From here: Microsoft and Marathon Technologies Expand Relationship to Provide Fault Tolerant Computing to More Businesses – this is great news!
I have to say, going forward into the ‘next generation’ of virtualisation platforms, with Citrix XenServer, and VI4 / vSphere from VMware, I was a little bit jealous of one of their features, namely, Fault Tolerance. Fault Tolerance, when it comes to Virtual Machines, basically works like this; You have a VM where you want Zero downtime for a VM – so you say, well, let’s make it Highly Available, using Hyper-V Failover Clustering, VMware HA, or the like. Well, that’s great, however, with traditional HA, should you lose the physical box that the VM is running on, that VM will go down too, and reboot on another physical node, which is great, but it doesn’t give us Zero downtime.
So, what do you do if you need Zero downtime for a VM? Well, VMware seemed to have it nailed with the upcoming vSphere, and there is a great demo video of VMware Fault Tolerance already on the web. Basically, you select a VM that you want to make ‘Fault Tolerant’, and that VM, utilising VMotion technology, is replicated to another physical host, and kept in sync (yet not actually live and accessible by users), again, using VMotion. Should physical node 1 go down, so will the VM, however the VM that’s identical on physical node 2, now springs into life, and takes over, with no loss of data etc. Cool stuff. Not only that, but because that VM is ‘Fault Tolerant’, it needs another replica somewhere to remain that way, so, another VM replica is created on another available physical node! You’ll always have (providing you have enough physical kit!) 2 copies of the same VM, in almost like an active-ready-to-be-active style state.

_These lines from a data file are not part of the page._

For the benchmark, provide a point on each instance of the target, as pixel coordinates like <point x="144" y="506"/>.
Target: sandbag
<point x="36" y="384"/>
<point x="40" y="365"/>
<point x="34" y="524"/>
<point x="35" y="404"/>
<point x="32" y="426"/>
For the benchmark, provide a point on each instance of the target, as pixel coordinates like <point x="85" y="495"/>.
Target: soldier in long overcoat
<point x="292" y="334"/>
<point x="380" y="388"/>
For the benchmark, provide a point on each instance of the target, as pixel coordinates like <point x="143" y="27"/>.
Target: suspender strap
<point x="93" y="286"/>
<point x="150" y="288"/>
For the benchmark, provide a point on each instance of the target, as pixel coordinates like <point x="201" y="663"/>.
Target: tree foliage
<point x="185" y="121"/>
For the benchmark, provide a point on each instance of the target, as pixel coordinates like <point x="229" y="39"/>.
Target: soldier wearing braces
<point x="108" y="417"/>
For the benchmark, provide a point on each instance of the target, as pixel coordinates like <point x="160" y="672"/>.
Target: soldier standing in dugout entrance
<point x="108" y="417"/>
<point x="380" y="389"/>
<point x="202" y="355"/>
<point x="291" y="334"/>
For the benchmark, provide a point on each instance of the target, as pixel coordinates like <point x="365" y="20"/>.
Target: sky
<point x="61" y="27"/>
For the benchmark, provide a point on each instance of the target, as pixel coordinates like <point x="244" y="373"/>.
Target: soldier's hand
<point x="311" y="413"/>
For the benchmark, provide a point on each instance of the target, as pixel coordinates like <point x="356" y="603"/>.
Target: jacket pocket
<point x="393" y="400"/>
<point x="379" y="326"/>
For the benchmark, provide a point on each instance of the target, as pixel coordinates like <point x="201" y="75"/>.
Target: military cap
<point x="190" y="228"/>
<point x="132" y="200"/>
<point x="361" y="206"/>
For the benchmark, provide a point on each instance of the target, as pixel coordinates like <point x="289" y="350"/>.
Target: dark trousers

So, when I saw this, I thought, very cool feature indeed. Then I found one of our Partners, Marathon technologies, provide the same functionality (in some ways, as Scott alludes to here, it may actually be slightly more powerful under the covers, but a bit to early to say yet) for Citrix XenServer 5. There is a great video of that, below:
You can view a bigger version of this video, here. So, as you can see, it’s a great explanation, and a simple solution to work with, yet the results are excellent, with a number of ‘levels’ working under the covers.
The great thing is, is that we’ve announced an agreement with Marathon to bring these technologies to the Microsoft Hyper-V platform, starting with the R2 wave of technologies. This is great news, and a huge boost for customers. With Windows Server 2008 R2, out of the box, for free, customers will have Live Migration, built on Failover Clustering, so, for planned downtime, manual Live Migrations will keep systems up and running, with no interruption, however, should a physical box go down unplanned, the VMs will reboot on another node. Should this not be enough for customers, Marathon’s everRun will bring the Zero downtime that is desired.
Great stuff – and you can read all about it here.
You can already provide similar functionality by clustering one or more services or applications using clustering at the guest level and host the guests on clustered physical hosts - the caveat being that you can only provide this fault tolerance to cluster aware apps and services, of course.
In a nutshell, can see that Marathon fills a gap where fault tolerance must be provided to VMs hosting apps and services which are not cluster aware.
I agree with you. Clustering at the guest level (providing you have the relevant OS that has clustering capability) is a cheaper way of providing a strong level of HA, however the value-add that Marathon will provide on top will help a number of organisations reach their desired level of availability.
The technology isn't without it's flaws though - if the guest OS that's being protected suffers, say, a blue screen, so does the clone. Plus, you can only, I believe, clone a VM with 1 vCPU, and there is a performance hit involved. How many mission critical VMs have 1 vCPU? Exchange, SQL? Nope!
This technology, whether it's Marathon's, or VMware's, needs to develop further to accelerate adoption.